Meta-analysis to screen characteristic factors
Using the quality control standards [including external quality control, internal quality control, consistency quality control (CQCg and CQCp) and accuracy quality control (AQCg and AQCp)] in the MetaQC package (15), quality control was performed for the datasets. To identify reliable datasets, the datasets were further assessed and screened using the two-dimensional diagram of principal component analysis (PCA) and standardized mean rank scores. Based on the MetaDE.ES method in the MetaDE package (15), homogeneous unbiased genes were identified using a heterogeneity test [thresholds: Tau2=0 and Qpval (statistical parameter representing heterogeneity of the dataset) >0.05] and the DEGs were screened [threshold: False discovery rate (FDR) <0.05].

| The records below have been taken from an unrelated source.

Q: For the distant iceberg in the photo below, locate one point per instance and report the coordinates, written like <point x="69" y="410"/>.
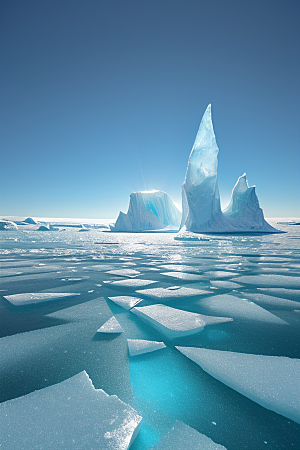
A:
<point x="148" y="210"/>
<point x="201" y="208"/>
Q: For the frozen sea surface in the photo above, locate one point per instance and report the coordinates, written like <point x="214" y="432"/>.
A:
<point x="45" y="343"/>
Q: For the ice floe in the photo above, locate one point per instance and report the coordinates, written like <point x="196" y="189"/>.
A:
<point x="135" y="282"/>
<point x="69" y="415"/>
<point x="174" y="322"/>
<point x="36" y="297"/>
<point x="124" y="272"/>
<point x="238" y="308"/>
<point x="272" y="281"/>
<point x="111" y="326"/>
<point x="182" y="437"/>
<point x="271" y="301"/>
<point x="183" y="276"/>
<point x="173" y="291"/>
<point x="125" y="301"/>
<point x="140" y="346"/>
<point x="270" y="381"/>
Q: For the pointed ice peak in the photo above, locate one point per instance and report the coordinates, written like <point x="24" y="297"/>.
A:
<point x="205" y="138"/>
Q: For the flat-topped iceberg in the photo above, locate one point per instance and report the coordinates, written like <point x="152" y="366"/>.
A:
<point x="201" y="208"/>
<point x="69" y="415"/>
<point x="148" y="210"/>
<point x="181" y="437"/>
<point x="174" y="323"/>
<point x="270" y="381"/>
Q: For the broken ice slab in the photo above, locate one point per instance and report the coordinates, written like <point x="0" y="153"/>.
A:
<point x="181" y="437"/>
<point x="125" y="301"/>
<point x="174" y="323"/>
<point x="293" y="294"/>
<point x="124" y="272"/>
<point x="111" y="326"/>
<point x="140" y="346"/>
<point x="271" y="301"/>
<point x="69" y="415"/>
<point x="270" y="281"/>
<point x="270" y="381"/>
<point x="172" y="292"/>
<point x="238" y="308"/>
<point x="132" y="283"/>
<point x="183" y="276"/>
<point x="224" y="284"/>
<point x="36" y="297"/>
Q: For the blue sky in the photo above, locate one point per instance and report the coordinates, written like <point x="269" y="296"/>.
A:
<point x="100" y="98"/>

Identification of prognosis-associated genes
Among the included datasets, GSE28735 and GSE62452 were based upon the GPL9644 platform and contained sample survival information. Thus, the data of the two datasets were merged and prognosis-associated genes were identified using the Cox regression analysis in survival package, with P<0.05 set as the significant threshold (https://github.com/therneau/survival). After significant P-values were obtained using the log-rank test, Kaplan-Meier (KM) survival analysis was performed on the top six genes with higher-logRank (P-values) (16).

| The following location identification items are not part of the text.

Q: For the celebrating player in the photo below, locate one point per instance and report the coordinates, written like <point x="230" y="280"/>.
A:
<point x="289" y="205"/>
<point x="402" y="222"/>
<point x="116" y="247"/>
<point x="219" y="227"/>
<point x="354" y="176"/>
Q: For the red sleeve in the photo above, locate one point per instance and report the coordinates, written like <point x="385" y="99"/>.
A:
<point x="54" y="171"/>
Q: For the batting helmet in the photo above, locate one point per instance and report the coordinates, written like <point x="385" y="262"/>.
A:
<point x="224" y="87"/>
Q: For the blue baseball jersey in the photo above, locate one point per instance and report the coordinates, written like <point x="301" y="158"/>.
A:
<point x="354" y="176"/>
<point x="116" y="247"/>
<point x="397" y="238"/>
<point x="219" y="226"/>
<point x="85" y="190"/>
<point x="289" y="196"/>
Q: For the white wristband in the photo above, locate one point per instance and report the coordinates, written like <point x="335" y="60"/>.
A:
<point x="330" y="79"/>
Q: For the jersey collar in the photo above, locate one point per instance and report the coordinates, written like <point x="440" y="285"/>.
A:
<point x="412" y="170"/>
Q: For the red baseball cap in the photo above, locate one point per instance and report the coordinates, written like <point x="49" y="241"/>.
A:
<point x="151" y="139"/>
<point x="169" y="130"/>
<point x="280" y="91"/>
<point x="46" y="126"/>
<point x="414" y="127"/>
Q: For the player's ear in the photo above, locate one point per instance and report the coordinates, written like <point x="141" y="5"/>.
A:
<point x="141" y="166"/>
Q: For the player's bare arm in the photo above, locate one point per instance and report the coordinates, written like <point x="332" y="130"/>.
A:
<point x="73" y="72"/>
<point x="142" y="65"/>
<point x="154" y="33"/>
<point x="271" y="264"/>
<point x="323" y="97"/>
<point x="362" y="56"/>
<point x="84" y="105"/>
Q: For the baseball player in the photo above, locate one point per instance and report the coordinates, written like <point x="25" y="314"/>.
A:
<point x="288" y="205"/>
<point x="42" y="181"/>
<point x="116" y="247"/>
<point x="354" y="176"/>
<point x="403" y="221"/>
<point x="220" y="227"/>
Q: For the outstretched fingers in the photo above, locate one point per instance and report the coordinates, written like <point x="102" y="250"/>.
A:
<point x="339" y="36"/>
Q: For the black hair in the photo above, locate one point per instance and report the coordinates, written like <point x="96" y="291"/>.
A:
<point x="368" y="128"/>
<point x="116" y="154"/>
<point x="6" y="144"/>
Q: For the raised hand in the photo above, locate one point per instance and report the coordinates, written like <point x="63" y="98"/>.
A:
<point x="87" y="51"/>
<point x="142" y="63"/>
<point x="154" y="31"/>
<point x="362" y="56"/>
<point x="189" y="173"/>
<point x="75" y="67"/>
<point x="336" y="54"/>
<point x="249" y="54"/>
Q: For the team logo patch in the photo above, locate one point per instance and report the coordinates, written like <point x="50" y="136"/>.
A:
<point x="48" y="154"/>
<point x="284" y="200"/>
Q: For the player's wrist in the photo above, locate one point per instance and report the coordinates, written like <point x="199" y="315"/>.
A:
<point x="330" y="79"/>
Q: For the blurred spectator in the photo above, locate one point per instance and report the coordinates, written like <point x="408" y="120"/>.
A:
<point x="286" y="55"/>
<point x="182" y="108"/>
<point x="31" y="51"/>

Co-expression network and module analyses
The expression values of the prognosis-associated genes were extracted from the datasets and the COR function (17) in R language was used to calculate their correlation coefficients. The co-expression pairs with correlation coefficient |r|≥0.6 and P<0.05 were selected for constructing a co-expression network using Cytoscape software (version 3.5.0; http://www.cytoscape.org/) (18). Furthermore, module analysis was performed for the co-expression network using the GraphWeb tool (http://biit.cs.ut.ee/graphweb/) (19).
Construction of a prediction and discrimination system for prognosis
The PDAC samples in GSE28735 and GSE62452 had survival information, and thus were taken as the training dataset for the prediction and discrimination system of prognosis. Firstly, the samples were divided into alive and deceased groups according to their survival states. Secondly, the samples were further divided into groups with bad prognosis (deceased and alive survival time <15 months) and good prognosis (alive and alive survival time ≥15 months). After the genes in the co-expression network were sorted in descending order according to their-logRank (P-values), Baye's discriminant analysis was performed using the discriminant.bayes function in the e1071 package (20). Genes were added one by one, and the genes affecting discrimination accuracy were removed until the highest discrimination accuracy was obtained. Under the highest discrimination accuracy, the discrimination coefficient of each sample, gene combination, and discrimination system were defined as the prognostic score, signature gene and prognostic prediction system, respectively.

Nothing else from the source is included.